Sorting it all Out Michael Kaplan's random stuff of dubious value Be sure to read the disclaimer here first!
The symphony inspires beautiful things for me -- even when unrealistic things are inspired, their beauty and majesty can still trip me up every time.
Like the Wolfgang (Seattle Symphony's Young Patrons Group) kickoff party for this last season.
It was at the Columbia Tower Club (which I should join since I am there so much but I am invited to enough events that I doubt I'd be there more often if I was a member!)
We got to meet the new musical director (Ludovic Morlot!).
And there was a truly amazing happening there.
Two Symphony musicians (one wind, one strings) each played a particular piece for their respective instruments.
Standard fare, that.
And then they did something amazing.
They played each other's pieces, with the "wrong" instruments.
Now any artist who makes it to Benaroya Hall is a cut above.

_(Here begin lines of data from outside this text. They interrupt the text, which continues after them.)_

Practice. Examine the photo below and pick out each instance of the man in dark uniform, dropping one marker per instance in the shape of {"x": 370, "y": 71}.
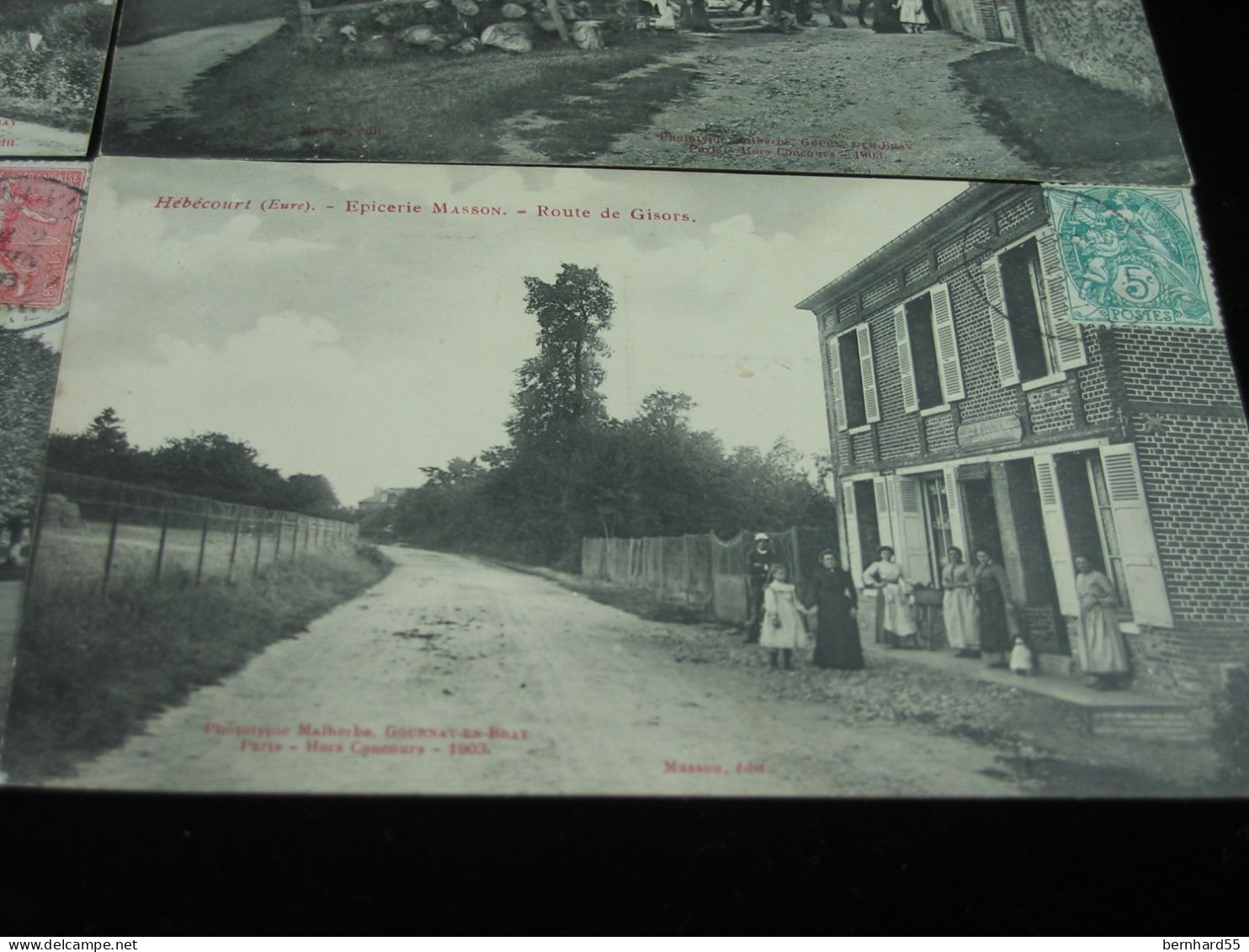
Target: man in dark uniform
{"x": 758, "y": 567}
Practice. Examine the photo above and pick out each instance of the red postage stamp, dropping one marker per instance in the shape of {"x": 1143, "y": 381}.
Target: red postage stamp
{"x": 39, "y": 221}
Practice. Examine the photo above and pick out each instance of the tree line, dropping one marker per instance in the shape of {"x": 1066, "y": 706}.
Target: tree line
{"x": 209, "y": 465}
{"x": 568, "y": 470}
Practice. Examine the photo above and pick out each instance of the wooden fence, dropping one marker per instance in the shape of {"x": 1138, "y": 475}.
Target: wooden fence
{"x": 105, "y": 533}
{"x": 702, "y": 572}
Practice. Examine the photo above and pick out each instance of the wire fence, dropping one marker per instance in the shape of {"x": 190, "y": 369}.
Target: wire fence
{"x": 704, "y": 572}
{"x": 108, "y": 533}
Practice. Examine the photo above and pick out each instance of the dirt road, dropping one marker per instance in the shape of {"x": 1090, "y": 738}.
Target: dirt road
{"x": 10, "y": 621}
{"x": 827, "y": 87}
{"x": 582, "y": 699}
{"x": 151, "y": 80}
{"x": 34, "y": 139}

But the ability to intentionally play in a way that emphasizes a piece in a way that a mere admirer of Symphony can spot the similarities between when the piece is played with the "right" instruments and the "wrong" ones, both?
I admit I was originally there for the free food and wine.
After the performance, I was so enamored of what I had witnessed that I got seasons tickets for Wolfgang, along with my similarly inspired friend Lauren
Now neither of us was so naive that we failed to see that performance as anything more than a stunt, and one that could not be realistically done with the full orchestra in any show we were going to watch.
But I doubt either of us cared, really.
We had just witnessed something so unexpected, so creative, that it drew us in.
Over the course of the next 6-7 months, we ended up at the four Wolfgang shows, each time inspired by some beautiful and innovative selections.
I never once felt cheated by the clever trick that so readily seduced. Ludovic Morlot proved himself over and over again.
The last of the four performances was just days ago, and it included The Frescoes of Piero della Francesca, which was essentially music inspired by art.
And Morlot showed us the Frescoes that inspired the movements.
I was once again amazed. And enamored of the music. The artistry. The pageantry.
Three things happened as a result of that amazing performance
First of all, I was so tongue-tried trying to describe what the night did for me that the serious question "Michael, are you on Vicodin?" was asked.
I wasn't, by the way!
Second of all, I decided to renew the Wolfgang subscription.
I wanted to be inspired again!
And third of all, we did an add-on show:
The beautiful and inestimable Renée Fleming sang with such beauty and grace and charm that we found ourselves waiting in line for an autograph, content to wait as long as it took!
And there was one more surprise that this show held.
We were sitting in the "orchestra" section, in the back on the ground floor (accessible seats, as I was in the iBot!).
But then at the last minute, we were "upgraded" to the Founder's Tier, near the stage. And we had the opportunity to see and hear the beautiful Renée Fleming, up close and personal.
We both agreed that we have been "ruined" from our formerly naive state where any seat seemed roughly liked any other.
Those Wolfgang seats will likely have similar placement, after the inspiring experience of being so close to Renée.
I mean, everyone knows how Thomas Jefferson talked about how we hold some truths to self-evident.
But Renée Fleming singing the Declaration of Independence -- more stunning than any hymn or aria could ordinarily aspire to be -- would put the young (at the time he wrote the words practically younger than us now) Thomas Jefferson to rethink the meaning of self evident truths!
Again, neither of us is naive enough to think that each of next season's five performances will have someone as beautiful and talented as Renée Fleming singing in every, or possibly any, show.
However, neither of us cared -- suddenly being that much closer wasn't a luxury -- it was a nuance that almost felt like necessity, in case there was any opportunity to be once again delighted -- nay, inspired and enamored -- by any aspect of the performance we might miss if we were sitting less proximally!
I can't help wondering whether the person who upgraded our "accessible" seats knew what the impact would be.
All I can say is that (if he did realize it): well played, Patrick. Well played.... :-)
Dang that must have been awesome. It reminds me of a performance I went to last weekend where I saw Varsily Primikov play the piano. And boy did he know how to play Chopin!
"But Renée Fleming singing the Declaration of Independence"
Wait, what? You found the playing of pieces on different instruments novel enough to emphasize, but putting the Declaration of Independence to music just gets a casual mention? Or is this a known thing that I'm just not aware of?